Social media is literally altering the landscape for non-profit and membership-based organizations. Mobile applications sponsored by such organizations allow customers to exchange opinions of and responses to collections. Used in this way, social media promotes collaboration and discussion, but it also helps organizations track their constituents and their involvement. By extension, this helps track fundraising efforts, demographics, membership levels, membership directories, volunteering and communications with individuals.

At the Smithsonian, for example, mobile users can participate in “Leaf Snap” from the comfort of their homes or from within the museum. Mobile technology enhances the visitor experience to the museum visitor and those who are unable to visit the museum.

Leaf Snap is an exciting app because users can take photographs of leaves with their smartphones, identify trees from a vast database and then upload these to a central location, automatically tagged with GPS coordinates. Researchers develop a better picture of the distribution of species across the region while app users sharpen their skills and knowledge by identifying trees in an engaging way. Leaf Snap opens the doors of the Smithsonian to anyone on the eastern seaboard with a smartphone – and it lets enthusiasts take part in the research that drives the museum’s overall vision.

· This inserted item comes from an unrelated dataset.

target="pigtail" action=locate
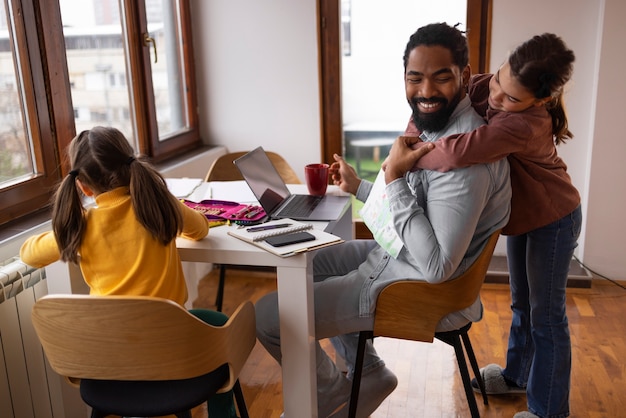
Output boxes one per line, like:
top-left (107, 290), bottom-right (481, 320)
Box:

The Smithsonian’s Leaf App and host of other digital technologies (including augmented and virtual reality) mimic trends in the library sector. Cerritos Millennium Library in California, inspired by Joseph Pine’s similar work, The Experience Economy (Harvard Business School Press, 1999), incorporates interactive learning as a part of the patron experience. Multimedia resource centers encourage library users to combine print materials with Web resources, in-house content and computer graphics. Unlike traditional libraries, Cerritos uses radio frequencies to drive a computerized circulation system that keeps track of materials in circulation.

On a more somber note, chief designer for the September 11th Memorial Museum, David Brody Bond Aedas, has the same interactive, collaborative idea as Cerritos and the Smithsonian. The “Last Column,” the final piece of steel structure removed from Ground Zero, is covered with solemn reminders of 9/11 and testimonies of survivors. A mobile app could potentially catalog and identity each of the thousands of memories on the steel structure.